Sulla differenza tra cinema e serialità, Giannoli taglia corto: "Io sono subito arrivato con la mia visione personale anche piuttosto radicale. E sono stato accompagnato dai produttori in questo. Avrei potuto fare anche più di 12 episodi perché il materiale era immenso ma è comunque un'opera cinematografica".
Nel cast della serie, che in Francia si vedrà ad ottobre, ci sono Vincent Lindon, Niels Schneider, Ramzy Bedia, Judith Chemla, David Ayala, Olga Kurylenko. "Siamo molto curiosi e impazienti di scoprire cosa ne penserà il pubblico perché la vicenda in Francia è molto nota", dice il produttore Oliver Delbosc. "È la più grande truffa commessa nel mondo - aggiunge Giannoli - e l'inchiesta è in parte ancora in corso. Oggi non sappiamo ancora quanti miliardi sono stati sottratti in soli sei mesi ad una cosa che doveva servire a combattere il cambiamento climatico. La politica ha fatto tutto quello che poteva? Le persone coinvolte dicono che lo Stato ha reagito rapidamente ma i truffatori sono stati più veloci. Il mio intento comunque non è dare un giudizio morale sul fatto ma analizzarne la complessità. La cosa che affascina è come dei semplici truffatori abbiano potuto ridicolizzare i grandi tecnocrati francesi", aggiunge il regista.

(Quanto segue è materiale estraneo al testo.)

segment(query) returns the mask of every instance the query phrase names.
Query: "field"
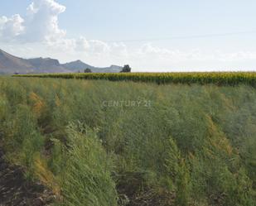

Quanto al registro narrativo, spiega: "Volevo mettere insieme il genere thriller con uno studio della morale, un’indagine ambientale e un viaggio spirituale. Un affresco che include varie classi sociali, dagli strati elevati ai furfanti da quattro soldi, da Wall Street ai casinò di Manila. Tra i pezzi di questo puzzle scorre un’energia affascinante. Decadenza e gioco d’azzardo sono ottimi materiali filmici, ma volevo proiettare un’ombra su di essi: un investigatore ossessivo alla ricerca della verità". L'investigatore è interpretato da Vincent Lindon: "Questo personaggio mi ha attratto notevolmente. Sono ossessionato dalla giustizia, dall'ingiustizia, dall'impunità. Ho amato questo personaggio perché mi ha permesso di sfiorare la follia, l'ossessione. Mi assomiglia. Era come svegliarsi bambino e vestirsi da cowboy. Un'esperienza indimenticabile", dice l'attore.